You put a bunch of immature men, many of whom were very sick as children or had absent fathers or both, and all of whom escaped into over-muscled power fantasies as a result, in charge of a publishing subgroup with no prestige and little money. Several of them have never worked anywhere else, or if they have, it was at one of the few similar companies in the same industry that behave the same way. They’re still geeks, mentally, with low self-esteem and no success with women, few of whom they actually know in person, but they’re power brokers within their little world, and there are thousands like them who desperately want to be them… and you wonder why it all ends up so twisted? I don't really have anything to say yet about this yet... I am reminded of some of the stuff in Linda Alcoff's collection, Singing in the Fire, about women in philosophy, though certainly the misogyny in contemporary philosophy is nowhere near as bad as what TVSG describes at DC. (The reminding probably has a lot more to do with me being in the midst of my own stuff, rather than me having yet fully grasped the real nastiness of what TVSG describes.) Curious as to your reactions.
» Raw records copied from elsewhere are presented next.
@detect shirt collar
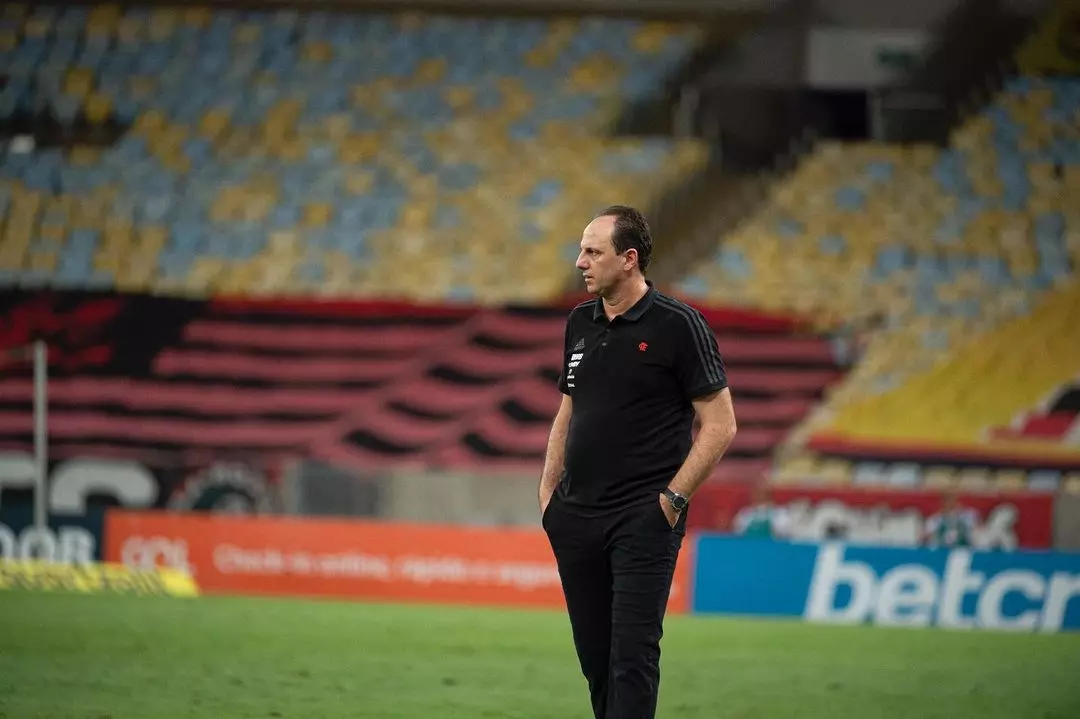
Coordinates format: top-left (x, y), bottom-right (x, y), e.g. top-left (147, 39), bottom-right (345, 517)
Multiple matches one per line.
top-left (593, 280), bottom-right (657, 322)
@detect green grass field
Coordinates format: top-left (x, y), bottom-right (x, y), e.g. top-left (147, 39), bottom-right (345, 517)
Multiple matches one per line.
top-left (0, 593), bottom-right (1080, 719)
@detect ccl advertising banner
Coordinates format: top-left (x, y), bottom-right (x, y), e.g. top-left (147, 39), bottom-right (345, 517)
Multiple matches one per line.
top-left (105, 511), bottom-right (691, 612)
top-left (692, 535), bottom-right (1080, 633)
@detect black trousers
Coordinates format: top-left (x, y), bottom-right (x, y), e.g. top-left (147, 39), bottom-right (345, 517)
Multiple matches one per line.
top-left (542, 493), bottom-right (686, 719)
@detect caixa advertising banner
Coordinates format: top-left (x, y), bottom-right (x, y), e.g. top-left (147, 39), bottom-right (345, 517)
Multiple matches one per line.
top-left (692, 535), bottom-right (1080, 633)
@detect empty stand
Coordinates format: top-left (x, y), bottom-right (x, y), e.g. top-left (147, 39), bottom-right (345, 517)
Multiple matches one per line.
top-left (0, 295), bottom-right (837, 480)
top-left (681, 45), bottom-right (1080, 488)
top-left (0, 5), bottom-right (705, 303)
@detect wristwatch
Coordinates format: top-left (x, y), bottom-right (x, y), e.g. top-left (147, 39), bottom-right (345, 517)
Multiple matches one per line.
top-left (662, 487), bottom-right (690, 512)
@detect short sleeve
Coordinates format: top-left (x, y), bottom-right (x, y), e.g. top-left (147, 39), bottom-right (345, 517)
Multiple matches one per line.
top-left (675, 310), bottom-right (728, 401)
top-left (558, 313), bottom-right (573, 395)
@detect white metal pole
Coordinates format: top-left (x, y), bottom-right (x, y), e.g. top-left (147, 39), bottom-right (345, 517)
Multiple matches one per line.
top-left (33, 340), bottom-right (49, 531)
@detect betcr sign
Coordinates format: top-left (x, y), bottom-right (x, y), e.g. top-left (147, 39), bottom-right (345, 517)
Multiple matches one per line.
top-left (692, 534), bottom-right (1080, 633)
top-left (804, 544), bottom-right (1080, 632)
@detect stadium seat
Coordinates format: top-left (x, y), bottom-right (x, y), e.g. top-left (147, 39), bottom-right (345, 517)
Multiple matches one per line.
top-left (0, 5), bottom-right (705, 302)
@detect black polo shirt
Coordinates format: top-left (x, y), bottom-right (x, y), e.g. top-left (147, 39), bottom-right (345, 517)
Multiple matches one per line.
top-left (556, 283), bottom-right (728, 515)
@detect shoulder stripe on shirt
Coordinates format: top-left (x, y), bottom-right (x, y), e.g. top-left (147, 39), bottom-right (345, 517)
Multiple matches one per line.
top-left (657, 295), bottom-right (724, 383)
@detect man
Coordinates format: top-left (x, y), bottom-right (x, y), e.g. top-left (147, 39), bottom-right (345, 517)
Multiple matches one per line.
top-left (732, 483), bottom-right (791, 540)
top-left (539, 205), bottom-right (735, 719)
top-left (922, 489), bottom-right (978, 547)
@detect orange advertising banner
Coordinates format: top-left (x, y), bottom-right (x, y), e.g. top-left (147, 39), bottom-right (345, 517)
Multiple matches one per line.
top-left (104, 510), bottom-right (692, 613)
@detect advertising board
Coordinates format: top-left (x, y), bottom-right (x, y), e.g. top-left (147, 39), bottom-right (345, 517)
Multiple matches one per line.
top-left (692, 534), bottom-right (1080, 633)
top-left (105, 511), bottom-right (690, 612)
top-left (688, 484), bottom-right (1054, 550)
top-left (0, 502), bottom-right (104, 565)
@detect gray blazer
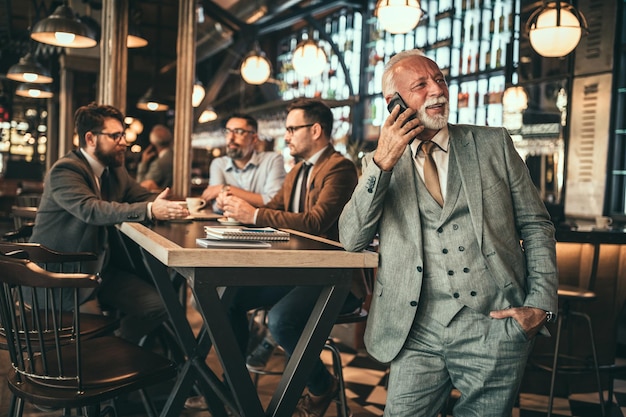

Edit - see also Torontonian Christopher Butcher (from the Beguiling, on Queen)'s blog entry about TVSG's posts., and Rich Johnston from Comic Book Resources.
Edit #2 - see Gail Simone's comment a little ways down the Comic Book Resources thread about the post. Gail Simone, who writes comics for DC, including one of my new favourites, Birds of Prey, also commented in a supportive way on TVSG's blog.